The first section of the novel is called Little Seeds, which refers both to an image of the protagonist being wary of retaining traces of gunpowder on his clothes which might ignite, and to the image of a human growing from experiences which might be called seeds. (We should note that explosions are a central motif in the story—boom!). The novel begins, “If he is awake early enough the boy sees the men walk past the farmhouse down First Lake Road. Then he stands at the bedroom window and watches: he can see two or three lanterns between the soft maple and the walnut tree.”

We might remark right off that this is in present tense (the whole section later shifts to past). There is an immediacy here, a raw description that puts the reader deep into the subject’s sensual experience. A child attends to things adults take for granted; he is entranced by lantern-light moving among trees.

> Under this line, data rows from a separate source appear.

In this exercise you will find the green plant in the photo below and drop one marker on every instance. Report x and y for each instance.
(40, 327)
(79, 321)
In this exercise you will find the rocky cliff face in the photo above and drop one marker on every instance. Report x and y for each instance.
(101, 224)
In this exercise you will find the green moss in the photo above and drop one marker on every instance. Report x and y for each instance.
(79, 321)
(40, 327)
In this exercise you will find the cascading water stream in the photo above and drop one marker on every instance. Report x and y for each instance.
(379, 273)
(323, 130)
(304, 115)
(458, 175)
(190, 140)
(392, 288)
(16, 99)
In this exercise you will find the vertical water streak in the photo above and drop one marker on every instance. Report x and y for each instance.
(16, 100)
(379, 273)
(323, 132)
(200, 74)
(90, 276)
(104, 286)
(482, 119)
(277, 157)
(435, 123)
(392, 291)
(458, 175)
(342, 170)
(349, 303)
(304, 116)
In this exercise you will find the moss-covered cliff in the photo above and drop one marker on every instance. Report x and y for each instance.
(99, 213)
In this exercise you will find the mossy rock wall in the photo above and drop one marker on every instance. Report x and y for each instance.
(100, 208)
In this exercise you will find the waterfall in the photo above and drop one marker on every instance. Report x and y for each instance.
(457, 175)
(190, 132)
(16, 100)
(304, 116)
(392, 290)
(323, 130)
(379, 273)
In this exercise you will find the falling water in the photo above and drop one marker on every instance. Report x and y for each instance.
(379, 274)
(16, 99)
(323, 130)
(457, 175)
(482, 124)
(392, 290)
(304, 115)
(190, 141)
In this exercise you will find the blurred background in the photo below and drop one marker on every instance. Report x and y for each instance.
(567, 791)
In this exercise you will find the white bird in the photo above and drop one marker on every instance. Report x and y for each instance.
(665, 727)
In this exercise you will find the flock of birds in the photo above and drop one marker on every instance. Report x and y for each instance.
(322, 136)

The beginning goes on to develop what the boy is watching, the way the men (loggers) stop to let a herd of cows pass and reach out to touch the animals to gather some of their body heat. “The boy who witnesses this procession, and who even dreams about it, has also watched the men working a mile away in the grey trees. He has heard their barks, heard their axes banging into the cold wood as if into metal, has seen a fire beside the creek where water is molecular and grey under the thin ice.”

Whoa! That’s mighty fine writing. Readers of this blog probably know what I’m going to say—yes, there is a narrator entity telling the story. An entity who knows the boy’s experience, even his dreams, his imagination. But who translates it to a poetic, adult language. It would be a rare child who would experience hearing “axes banging into the cold wood as if into metal,” or that water could be “molecular and grey.” It's not Patrick telling the story to Hana during the journey to Marmora—his language is also not so poetic. An entity is mediating the boy’s experience. It is the style of the book; it is the implied author.